Yes, Duncan, Fig. 1 looks bad, but it is not the bearing that failed. Fig. 2 looks better and it did fail.

Unfortunately, my SpikeEnergy spectrum indicated nothing. I have and old version software with predefined "STD envelope" (whatever it means) and 5kHZ filter applied as collection parameter. Fmax=2kHZ.

I wonder where the axial load, being indicated by the failure pattern and axial vibration on IB bearing, comes from? Shaft alignment was verified.

The mill utilizes an elastomeric Paraflex coupling. Is there a possibility of improper coupling installation causing axial vibration?

Thanks,
David

Did you check for axial clearance in the floating bearing? Loss of clearance could produce high acceleration readings in either or both bearings and not necessarily more in the bearing that lost clearance.

I was told that the floating bearing was installed with sufficient room to float.

Your old Spike Energy Spectrum with 5 KHz high pass filter should work fine for this as the effective filter range, 5 KHz to perhaps 10 KHz should have been perfect for this application. Did you look at the data with a dB or log y-axis scale? Of course, if it was a loss of axial clearance, this could be something intermittent, i.e., something that happened only when the temperature was hot or cold enough and not at other times.

quote:

The question is: was there any clue in the data?

What does the IB and OB data look like with a vertical scale of 0.1 in/sec instead of 1.5 and 0.4 scale? Looks like there is something hiding in the "grass" in the higher frequencies.

Personally I always look at my data first with a fixed scale of 0.1 vertical scale. Auto scale "hides" low amplitude high frequency stuff when there are some large peaks (above 0.1) in the spectrum.

Am I reading the top of the plots correctly, one says Peak to peak and one says peak? Why does the OB spectrum stop at 60K rather than 150K like the IB?

"Hiding in the grass" is why DB and log vertical scales are so useful. To see cage frequencies, you probably don't want an Fmax of much more than 3 to 4 times rotating frequency.

quote:

To see cage frequencies, you probably don't want an Fmax of much more than 3 to 4 times rotating frequency.

Good point Duncan. Although sometimes, as we all know, cage shows, whether it's condition is good or bad, in higher frequencies as sidebands around something else as well as in the waveform. This is what I was referring to as "in the grass".
A cage is, as a rule, hard to see in the fundamental range, not impossible, but difficult.
Only my opinion and I could be totally playing left field with no glove.

Here is the plot of the failed cage bearing (Fig. 2) in Db scale. Does not look like there is something pointing to the cage. (Ralph, I have also corrected the p-p issue in Fig. 1)

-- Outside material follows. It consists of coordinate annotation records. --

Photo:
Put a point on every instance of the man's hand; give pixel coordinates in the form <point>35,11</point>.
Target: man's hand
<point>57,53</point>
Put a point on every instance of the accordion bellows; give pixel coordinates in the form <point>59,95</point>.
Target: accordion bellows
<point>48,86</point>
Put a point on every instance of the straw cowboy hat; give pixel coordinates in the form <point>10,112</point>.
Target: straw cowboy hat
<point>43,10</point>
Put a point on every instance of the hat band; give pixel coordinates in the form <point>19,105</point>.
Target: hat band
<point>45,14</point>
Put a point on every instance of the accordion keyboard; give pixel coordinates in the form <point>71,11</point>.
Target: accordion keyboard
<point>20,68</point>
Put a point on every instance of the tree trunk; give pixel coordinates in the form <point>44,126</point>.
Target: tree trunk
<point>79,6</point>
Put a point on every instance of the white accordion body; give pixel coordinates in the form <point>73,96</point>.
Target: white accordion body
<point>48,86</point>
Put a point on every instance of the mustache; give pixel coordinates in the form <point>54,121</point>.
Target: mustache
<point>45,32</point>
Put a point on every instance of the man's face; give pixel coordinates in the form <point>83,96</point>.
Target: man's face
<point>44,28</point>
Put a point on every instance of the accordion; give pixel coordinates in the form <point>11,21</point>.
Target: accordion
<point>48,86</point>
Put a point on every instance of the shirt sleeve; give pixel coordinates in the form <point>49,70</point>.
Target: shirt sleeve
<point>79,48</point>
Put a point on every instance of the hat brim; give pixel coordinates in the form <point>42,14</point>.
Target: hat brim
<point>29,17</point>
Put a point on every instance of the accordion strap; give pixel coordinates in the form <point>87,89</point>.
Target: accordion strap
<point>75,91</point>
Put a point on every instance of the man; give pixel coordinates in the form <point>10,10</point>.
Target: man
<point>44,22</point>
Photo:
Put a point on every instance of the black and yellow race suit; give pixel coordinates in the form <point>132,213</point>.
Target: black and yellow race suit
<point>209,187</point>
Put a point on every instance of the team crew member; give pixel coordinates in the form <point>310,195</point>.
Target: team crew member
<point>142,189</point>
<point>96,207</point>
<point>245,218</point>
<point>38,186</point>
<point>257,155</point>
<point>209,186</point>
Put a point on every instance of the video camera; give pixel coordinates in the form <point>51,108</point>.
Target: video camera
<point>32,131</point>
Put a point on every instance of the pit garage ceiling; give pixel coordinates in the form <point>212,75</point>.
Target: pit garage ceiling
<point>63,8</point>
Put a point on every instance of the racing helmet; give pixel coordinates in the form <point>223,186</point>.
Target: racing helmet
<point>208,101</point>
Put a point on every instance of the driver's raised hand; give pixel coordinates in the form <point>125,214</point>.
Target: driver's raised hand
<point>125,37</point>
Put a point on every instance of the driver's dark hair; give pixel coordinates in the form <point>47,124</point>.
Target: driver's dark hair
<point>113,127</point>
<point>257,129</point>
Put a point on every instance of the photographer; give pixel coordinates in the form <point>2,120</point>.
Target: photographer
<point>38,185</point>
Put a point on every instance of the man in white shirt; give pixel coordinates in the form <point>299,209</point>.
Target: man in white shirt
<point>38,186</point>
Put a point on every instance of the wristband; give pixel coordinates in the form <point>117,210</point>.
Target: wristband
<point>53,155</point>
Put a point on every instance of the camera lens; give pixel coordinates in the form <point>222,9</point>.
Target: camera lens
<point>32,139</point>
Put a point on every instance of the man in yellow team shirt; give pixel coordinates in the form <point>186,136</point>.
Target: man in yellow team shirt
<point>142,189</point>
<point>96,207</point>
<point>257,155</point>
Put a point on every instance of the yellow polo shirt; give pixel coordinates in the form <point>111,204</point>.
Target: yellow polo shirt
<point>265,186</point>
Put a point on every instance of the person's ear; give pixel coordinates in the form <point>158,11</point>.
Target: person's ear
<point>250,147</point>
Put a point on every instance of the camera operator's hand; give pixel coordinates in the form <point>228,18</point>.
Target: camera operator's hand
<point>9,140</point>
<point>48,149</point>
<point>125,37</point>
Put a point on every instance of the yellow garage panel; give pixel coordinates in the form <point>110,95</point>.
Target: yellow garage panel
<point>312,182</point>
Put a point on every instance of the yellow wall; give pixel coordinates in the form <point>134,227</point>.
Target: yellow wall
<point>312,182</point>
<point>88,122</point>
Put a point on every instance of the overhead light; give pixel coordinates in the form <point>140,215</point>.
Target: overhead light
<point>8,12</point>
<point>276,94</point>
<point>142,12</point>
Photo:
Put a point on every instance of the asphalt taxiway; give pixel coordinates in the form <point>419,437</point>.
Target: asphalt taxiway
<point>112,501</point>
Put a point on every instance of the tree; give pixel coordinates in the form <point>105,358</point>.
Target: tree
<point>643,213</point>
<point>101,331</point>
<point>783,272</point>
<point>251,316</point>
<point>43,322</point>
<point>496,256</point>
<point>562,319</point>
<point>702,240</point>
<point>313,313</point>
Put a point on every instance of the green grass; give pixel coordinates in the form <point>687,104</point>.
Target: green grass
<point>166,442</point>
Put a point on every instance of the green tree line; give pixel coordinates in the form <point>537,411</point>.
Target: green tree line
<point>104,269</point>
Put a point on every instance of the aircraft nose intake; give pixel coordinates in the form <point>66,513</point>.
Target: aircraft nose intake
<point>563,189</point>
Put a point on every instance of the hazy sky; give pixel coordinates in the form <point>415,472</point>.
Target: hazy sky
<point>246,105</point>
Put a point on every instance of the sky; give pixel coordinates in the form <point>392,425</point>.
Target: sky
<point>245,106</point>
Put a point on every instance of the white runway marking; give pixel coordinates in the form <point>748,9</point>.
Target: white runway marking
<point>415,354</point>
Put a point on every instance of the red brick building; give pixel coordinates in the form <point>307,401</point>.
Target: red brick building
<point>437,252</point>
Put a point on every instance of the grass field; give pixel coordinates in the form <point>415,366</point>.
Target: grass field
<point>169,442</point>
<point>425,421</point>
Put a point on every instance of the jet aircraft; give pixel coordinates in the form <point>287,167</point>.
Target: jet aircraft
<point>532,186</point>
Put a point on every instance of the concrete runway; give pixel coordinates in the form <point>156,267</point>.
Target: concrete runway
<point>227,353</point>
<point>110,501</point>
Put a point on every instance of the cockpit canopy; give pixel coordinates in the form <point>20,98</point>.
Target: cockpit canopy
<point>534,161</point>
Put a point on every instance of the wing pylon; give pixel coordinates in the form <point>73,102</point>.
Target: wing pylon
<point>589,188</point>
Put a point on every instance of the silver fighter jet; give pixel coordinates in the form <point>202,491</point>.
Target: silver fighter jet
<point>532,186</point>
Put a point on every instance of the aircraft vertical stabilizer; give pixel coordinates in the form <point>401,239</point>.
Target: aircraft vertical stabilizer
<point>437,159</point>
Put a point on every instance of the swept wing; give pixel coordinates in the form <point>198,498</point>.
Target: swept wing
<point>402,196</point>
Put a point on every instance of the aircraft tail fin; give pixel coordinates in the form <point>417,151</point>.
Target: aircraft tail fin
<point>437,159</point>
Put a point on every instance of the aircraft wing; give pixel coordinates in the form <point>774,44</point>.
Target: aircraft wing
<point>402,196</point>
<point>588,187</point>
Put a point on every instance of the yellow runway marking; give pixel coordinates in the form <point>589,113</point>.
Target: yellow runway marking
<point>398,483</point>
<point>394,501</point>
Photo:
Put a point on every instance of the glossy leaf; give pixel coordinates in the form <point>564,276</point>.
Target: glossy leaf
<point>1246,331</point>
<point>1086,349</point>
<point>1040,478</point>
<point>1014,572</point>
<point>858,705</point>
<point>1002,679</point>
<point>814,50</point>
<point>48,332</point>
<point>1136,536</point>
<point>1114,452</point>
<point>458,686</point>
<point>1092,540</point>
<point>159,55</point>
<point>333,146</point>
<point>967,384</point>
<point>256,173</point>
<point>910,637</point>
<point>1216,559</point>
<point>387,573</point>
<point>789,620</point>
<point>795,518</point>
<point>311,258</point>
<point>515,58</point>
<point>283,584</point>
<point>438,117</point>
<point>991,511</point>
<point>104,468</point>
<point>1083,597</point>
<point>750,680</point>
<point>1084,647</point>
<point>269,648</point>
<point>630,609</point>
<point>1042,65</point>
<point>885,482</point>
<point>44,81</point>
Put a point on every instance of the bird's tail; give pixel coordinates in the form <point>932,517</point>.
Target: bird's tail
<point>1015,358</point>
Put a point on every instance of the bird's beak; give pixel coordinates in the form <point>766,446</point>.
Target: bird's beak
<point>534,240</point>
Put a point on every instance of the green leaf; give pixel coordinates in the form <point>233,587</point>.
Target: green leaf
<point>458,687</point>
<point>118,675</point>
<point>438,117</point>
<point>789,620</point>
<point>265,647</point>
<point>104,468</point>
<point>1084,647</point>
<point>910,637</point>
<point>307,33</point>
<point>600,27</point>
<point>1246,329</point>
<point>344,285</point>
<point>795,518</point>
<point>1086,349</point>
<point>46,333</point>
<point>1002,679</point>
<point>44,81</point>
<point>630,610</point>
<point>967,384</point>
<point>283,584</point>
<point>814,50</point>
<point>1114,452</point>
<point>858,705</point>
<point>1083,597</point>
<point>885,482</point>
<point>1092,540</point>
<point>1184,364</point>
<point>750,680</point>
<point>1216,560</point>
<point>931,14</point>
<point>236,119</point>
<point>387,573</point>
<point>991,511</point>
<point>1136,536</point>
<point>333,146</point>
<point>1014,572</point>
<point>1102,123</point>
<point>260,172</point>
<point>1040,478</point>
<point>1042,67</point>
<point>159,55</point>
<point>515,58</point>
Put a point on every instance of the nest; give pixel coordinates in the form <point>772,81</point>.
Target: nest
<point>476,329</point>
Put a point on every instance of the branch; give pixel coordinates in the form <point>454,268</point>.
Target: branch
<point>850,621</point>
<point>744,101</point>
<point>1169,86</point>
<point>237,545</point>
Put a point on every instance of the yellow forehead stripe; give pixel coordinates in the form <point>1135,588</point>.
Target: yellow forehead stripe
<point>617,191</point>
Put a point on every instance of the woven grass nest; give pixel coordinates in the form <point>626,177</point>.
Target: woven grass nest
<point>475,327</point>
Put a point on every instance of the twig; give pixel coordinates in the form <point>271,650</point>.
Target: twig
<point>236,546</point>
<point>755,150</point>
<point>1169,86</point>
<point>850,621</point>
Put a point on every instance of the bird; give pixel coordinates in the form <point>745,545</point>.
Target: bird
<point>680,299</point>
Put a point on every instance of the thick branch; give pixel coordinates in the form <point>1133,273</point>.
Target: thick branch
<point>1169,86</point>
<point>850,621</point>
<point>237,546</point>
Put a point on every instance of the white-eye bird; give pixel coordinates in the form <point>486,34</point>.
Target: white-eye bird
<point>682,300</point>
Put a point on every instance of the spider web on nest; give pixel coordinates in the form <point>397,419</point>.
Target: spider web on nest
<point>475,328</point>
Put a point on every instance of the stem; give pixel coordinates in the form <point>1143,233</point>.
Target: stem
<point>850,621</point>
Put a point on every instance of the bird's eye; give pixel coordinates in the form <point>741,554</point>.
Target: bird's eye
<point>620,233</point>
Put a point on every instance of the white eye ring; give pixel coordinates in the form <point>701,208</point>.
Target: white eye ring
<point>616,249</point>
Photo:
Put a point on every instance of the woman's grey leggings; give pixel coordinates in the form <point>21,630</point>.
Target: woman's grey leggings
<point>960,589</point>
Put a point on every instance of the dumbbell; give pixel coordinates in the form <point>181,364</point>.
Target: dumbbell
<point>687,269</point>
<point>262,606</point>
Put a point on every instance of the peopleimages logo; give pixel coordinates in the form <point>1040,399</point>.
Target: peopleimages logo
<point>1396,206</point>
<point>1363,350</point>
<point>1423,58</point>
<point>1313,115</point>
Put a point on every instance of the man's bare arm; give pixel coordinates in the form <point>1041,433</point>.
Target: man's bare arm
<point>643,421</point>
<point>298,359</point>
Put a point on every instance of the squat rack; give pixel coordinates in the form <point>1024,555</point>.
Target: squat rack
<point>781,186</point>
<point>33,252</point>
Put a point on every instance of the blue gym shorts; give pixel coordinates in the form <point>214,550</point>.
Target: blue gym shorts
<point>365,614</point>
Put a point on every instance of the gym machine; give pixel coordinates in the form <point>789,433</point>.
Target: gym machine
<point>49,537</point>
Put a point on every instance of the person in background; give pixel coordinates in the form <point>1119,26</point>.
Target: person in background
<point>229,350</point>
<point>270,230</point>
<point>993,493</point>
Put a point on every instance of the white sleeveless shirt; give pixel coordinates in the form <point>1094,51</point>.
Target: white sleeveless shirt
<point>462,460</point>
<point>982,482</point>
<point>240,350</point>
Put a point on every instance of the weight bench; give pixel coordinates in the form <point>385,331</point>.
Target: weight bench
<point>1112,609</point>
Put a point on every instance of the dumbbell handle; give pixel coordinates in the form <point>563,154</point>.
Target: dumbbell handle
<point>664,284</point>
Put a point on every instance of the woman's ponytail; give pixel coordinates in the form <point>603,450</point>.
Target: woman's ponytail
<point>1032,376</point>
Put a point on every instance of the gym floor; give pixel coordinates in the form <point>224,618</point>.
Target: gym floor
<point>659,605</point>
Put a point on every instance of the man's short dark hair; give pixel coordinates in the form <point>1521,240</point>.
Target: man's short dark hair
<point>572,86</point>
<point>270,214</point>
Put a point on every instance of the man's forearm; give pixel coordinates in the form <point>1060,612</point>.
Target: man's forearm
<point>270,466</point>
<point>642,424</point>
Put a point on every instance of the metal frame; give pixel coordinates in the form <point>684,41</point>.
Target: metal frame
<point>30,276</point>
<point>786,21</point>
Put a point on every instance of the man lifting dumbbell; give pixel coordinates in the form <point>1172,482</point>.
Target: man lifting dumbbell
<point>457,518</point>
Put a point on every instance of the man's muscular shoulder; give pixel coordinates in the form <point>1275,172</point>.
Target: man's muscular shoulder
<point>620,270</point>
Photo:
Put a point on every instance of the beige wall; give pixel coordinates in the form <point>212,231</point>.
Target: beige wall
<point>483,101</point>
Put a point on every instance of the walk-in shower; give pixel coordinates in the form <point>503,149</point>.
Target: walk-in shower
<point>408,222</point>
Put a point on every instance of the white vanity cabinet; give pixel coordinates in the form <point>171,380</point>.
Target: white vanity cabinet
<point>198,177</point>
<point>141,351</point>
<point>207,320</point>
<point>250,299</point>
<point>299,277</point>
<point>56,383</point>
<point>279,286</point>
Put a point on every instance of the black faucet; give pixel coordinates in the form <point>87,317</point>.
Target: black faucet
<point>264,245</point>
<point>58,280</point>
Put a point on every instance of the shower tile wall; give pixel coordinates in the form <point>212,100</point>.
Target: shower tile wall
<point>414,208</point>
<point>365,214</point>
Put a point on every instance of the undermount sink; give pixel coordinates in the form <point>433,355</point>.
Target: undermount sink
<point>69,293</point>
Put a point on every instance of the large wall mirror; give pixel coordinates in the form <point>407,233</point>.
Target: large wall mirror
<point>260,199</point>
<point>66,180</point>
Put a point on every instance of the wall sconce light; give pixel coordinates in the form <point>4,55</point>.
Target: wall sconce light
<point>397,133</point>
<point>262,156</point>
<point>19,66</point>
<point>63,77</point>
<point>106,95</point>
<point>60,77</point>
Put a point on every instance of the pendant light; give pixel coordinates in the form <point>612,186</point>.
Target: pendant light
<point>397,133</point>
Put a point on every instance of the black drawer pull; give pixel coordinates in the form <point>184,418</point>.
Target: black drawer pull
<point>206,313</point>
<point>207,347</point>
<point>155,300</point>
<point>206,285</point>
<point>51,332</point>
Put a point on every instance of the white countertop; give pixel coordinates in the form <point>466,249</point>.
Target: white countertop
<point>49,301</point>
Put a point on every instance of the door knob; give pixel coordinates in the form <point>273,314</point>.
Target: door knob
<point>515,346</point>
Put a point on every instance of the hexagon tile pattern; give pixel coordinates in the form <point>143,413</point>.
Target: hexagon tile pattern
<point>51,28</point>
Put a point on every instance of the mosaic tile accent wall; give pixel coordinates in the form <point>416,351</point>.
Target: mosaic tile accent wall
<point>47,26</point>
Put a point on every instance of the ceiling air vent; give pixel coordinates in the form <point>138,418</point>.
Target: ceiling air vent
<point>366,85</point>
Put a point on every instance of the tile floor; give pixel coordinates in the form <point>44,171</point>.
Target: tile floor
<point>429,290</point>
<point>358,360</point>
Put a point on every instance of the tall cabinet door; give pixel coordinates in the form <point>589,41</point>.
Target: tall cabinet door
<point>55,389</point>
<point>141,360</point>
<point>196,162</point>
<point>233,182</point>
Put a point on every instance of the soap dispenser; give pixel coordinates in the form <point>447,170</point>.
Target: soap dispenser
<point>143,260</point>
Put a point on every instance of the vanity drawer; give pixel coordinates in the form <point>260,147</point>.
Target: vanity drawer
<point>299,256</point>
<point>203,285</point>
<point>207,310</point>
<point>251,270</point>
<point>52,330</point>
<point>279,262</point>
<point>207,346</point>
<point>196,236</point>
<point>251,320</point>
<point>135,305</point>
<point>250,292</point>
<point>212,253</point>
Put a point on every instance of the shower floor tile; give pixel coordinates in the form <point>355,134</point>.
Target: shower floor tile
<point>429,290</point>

And if you think about the type of cage failure (the cage just got ruptured axially, not worn out, it is unlikely to expect cage frequencies in the spectra.

I have strong suspicions that it had occurred because of the bearing, which supposed to be floating, actually did not float. Any ideas on how to verify "floating - not floating" situation once the housing cap is removed?

Thanks.

Mill_4cage.doc (58 Kb, 54 downloads)

quote:

the cage just got ruptured axially

Hi David,

Hmmmmm! I am confused on how a cage can explode due to axial thrust of the bearing being unable to "float". Seems like the rollers contact with the races would not allow such a force to occur on the cage.
It may be "plain as day" but can someone explain this?

Also, See the attached plot and question.

Forgive my constant quest for reasons, but I guess that is the way I have always been. When something of mine fails, I always search for what I DID WRONG TO MISS IT, if anything. Upsets me to miss something.

I have had the interesting work the last 8 months to sort out flimsy hammer mills at a couple of sites. Until the various rotor problems was sorted it was found several times on brand new rotors that the clearence was totally off, one brg, tight and one loose despite promise from mech. guys it was ok at assembly. Also axial position was wrong. Seems those problems stopped when rotors was produced to have acceptable vibrations. Can´t say why that would be the case but it is an observation. Olov

Ralph,

The mechanism causing cage stress and following destruction of the cage as oppose to simple excessive wear was always a puzzle to me.

Based on the failed cage pattern I just assumed that there was an axial force applied to the cage. Vibration data also showed high axial vibration. Calculated axial shaft thermal growth is about 0.2inch. One of the scenarious could be a stuck floating bearing causing shaft to bend. Right before the bearing failed the temperature went through the ceiling. The bent shaft could cause bearing to experience excessive axial load and loss of clearance (cold bearing had normal clearance), loss of normal rolling, etc. I don't think cage fault frequencies can be expected with this type of failure.

It would've been good to discuss mechanisms of stresses that cause cage failures.